Americans United expressed concern that the proposed scheme would use public funds to pay for religious activities and instruction. According to the terms of the proposal, all but one of the 14 eligible private schools within the county were religion-based.

AU’s legislative department also pointed out that the Douglas County voucher scheme did not prohibit students who live in the school district but already attend private schools from enrolling in the public schools in order to obtain a voucher.

Instead of scrapping the scheme as they should have, board members tinkered with its provisions to make it look less obviously problematic.

The new proposal expands the boundaries to include a more diverse group of private schools, not just religious ones. A provision was added stating that current private school students who enroll in public school would not be eligible for the voucher money until one year later.

The board also tacked on a provision allowing students to opt out of religious instruction at religion-based schools.

But that just shows board members’ fundamental misunderstanding of how religious schools work. Church officials usually pervade every course with the teachings of their faith. It isn’t possible for students to “opt out.”

And the changes don’t alter the bottom line: public funds will still be funneled to support religious schools. And these private schools are free to discriminate in hiring on grounds of religion or personal status. They can refuse to hire you if you’re gay or divorced or married to someone the church doesn’t approve of or a dozen other irrelevant factors.

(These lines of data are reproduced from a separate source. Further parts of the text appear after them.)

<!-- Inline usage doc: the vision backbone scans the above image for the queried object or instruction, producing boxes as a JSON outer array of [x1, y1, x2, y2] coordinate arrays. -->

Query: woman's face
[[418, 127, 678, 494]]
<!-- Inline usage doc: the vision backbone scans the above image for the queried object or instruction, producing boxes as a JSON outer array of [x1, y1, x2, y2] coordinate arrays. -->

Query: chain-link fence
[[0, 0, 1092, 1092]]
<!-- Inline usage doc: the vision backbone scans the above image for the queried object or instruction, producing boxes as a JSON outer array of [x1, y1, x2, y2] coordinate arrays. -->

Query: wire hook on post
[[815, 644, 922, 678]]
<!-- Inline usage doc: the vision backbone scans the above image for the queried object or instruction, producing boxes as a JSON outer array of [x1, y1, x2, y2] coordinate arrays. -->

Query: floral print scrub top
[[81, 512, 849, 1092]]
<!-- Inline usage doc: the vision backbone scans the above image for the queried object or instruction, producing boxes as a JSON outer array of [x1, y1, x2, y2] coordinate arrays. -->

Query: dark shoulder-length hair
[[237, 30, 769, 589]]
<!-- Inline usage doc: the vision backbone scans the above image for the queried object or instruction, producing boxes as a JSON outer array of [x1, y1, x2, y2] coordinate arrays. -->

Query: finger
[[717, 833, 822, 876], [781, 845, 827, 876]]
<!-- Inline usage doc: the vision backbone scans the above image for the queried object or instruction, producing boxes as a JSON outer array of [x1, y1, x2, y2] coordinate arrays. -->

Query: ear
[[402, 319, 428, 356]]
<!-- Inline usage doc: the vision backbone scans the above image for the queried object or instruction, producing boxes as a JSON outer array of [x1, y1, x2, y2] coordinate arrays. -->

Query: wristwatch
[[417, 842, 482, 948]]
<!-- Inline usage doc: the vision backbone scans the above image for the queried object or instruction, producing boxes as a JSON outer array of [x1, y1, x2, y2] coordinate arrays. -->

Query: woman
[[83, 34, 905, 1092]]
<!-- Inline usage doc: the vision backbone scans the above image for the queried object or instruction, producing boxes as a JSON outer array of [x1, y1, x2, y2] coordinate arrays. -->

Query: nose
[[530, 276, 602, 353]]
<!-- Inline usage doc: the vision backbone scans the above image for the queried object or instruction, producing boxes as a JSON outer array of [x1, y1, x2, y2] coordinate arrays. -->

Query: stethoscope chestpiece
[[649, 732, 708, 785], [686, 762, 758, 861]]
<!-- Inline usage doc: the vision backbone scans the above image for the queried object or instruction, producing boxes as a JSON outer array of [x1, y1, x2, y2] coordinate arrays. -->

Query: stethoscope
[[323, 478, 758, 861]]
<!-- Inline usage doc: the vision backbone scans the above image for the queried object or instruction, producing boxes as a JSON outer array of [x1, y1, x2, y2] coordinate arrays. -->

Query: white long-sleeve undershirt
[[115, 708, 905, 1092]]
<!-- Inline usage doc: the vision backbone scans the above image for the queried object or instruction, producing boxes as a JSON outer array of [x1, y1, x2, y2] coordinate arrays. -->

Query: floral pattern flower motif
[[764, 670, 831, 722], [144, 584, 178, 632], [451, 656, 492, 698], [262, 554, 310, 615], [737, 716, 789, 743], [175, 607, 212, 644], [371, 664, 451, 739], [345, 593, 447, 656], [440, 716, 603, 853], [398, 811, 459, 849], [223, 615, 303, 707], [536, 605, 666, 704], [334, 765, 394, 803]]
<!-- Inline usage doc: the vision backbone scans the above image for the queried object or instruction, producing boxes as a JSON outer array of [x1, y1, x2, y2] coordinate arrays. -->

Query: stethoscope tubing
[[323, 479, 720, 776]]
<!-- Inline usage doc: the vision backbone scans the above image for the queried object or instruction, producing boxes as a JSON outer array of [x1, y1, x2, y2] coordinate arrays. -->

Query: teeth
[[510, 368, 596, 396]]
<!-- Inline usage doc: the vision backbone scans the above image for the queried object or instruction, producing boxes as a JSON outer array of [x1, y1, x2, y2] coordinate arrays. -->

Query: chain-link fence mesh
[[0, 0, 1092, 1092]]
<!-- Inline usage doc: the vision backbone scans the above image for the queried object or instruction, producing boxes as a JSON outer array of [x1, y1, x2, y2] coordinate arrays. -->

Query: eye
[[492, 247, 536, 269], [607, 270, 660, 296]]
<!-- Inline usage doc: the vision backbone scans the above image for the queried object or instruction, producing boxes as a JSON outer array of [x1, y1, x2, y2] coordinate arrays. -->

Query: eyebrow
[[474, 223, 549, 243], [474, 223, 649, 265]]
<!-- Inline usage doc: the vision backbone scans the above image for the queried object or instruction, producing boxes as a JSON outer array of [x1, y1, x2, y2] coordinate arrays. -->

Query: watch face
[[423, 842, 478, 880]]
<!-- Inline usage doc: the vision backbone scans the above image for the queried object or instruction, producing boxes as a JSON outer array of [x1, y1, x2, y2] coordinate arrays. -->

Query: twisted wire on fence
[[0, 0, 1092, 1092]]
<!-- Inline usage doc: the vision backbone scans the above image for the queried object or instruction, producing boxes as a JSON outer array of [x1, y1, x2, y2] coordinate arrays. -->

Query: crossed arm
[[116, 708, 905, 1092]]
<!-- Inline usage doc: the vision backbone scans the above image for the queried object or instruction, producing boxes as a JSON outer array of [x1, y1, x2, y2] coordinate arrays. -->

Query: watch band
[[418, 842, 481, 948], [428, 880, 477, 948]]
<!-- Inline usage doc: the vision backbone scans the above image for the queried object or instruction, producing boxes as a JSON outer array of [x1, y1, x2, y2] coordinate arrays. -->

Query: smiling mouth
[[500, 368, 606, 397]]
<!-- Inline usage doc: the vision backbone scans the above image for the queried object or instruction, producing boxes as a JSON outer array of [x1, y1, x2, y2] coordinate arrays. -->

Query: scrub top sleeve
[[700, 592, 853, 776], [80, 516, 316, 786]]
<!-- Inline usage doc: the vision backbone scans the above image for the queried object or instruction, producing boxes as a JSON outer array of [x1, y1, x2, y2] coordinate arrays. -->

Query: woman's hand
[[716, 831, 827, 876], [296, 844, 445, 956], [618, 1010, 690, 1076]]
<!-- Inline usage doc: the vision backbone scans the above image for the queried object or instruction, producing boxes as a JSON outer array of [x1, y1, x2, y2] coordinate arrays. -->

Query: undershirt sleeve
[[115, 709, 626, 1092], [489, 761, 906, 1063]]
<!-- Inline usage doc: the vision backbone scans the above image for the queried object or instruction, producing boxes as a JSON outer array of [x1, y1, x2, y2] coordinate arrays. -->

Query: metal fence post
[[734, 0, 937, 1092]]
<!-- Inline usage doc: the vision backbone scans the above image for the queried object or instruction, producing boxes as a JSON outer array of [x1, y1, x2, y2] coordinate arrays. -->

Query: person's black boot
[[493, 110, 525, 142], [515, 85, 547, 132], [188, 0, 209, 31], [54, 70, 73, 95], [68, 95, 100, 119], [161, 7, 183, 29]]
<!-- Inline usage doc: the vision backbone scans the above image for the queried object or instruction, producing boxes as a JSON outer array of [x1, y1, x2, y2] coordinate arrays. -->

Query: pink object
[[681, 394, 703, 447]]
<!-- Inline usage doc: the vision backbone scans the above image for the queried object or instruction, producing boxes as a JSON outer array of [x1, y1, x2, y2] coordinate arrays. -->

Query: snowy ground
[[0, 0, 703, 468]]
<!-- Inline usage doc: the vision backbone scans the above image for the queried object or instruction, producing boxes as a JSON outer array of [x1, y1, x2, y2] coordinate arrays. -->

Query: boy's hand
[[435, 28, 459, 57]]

That means Douglas County taxpayers will be footing the bill for private schools where they would not be eligible for employment even if they are eminently qualified.

It’s a shame the Douglas County school board ignored these serious civil rights and civil liberties concerns. Local activists say a lawsuit is likely.

Sadly, many other lawmakers across the country are considering following Douglas County’s lead.

No matter where you live, contact your members of Congress and your local legislators and government officials and tell them you do not support voucher subsidies for religious schools. We need to make our voices heard.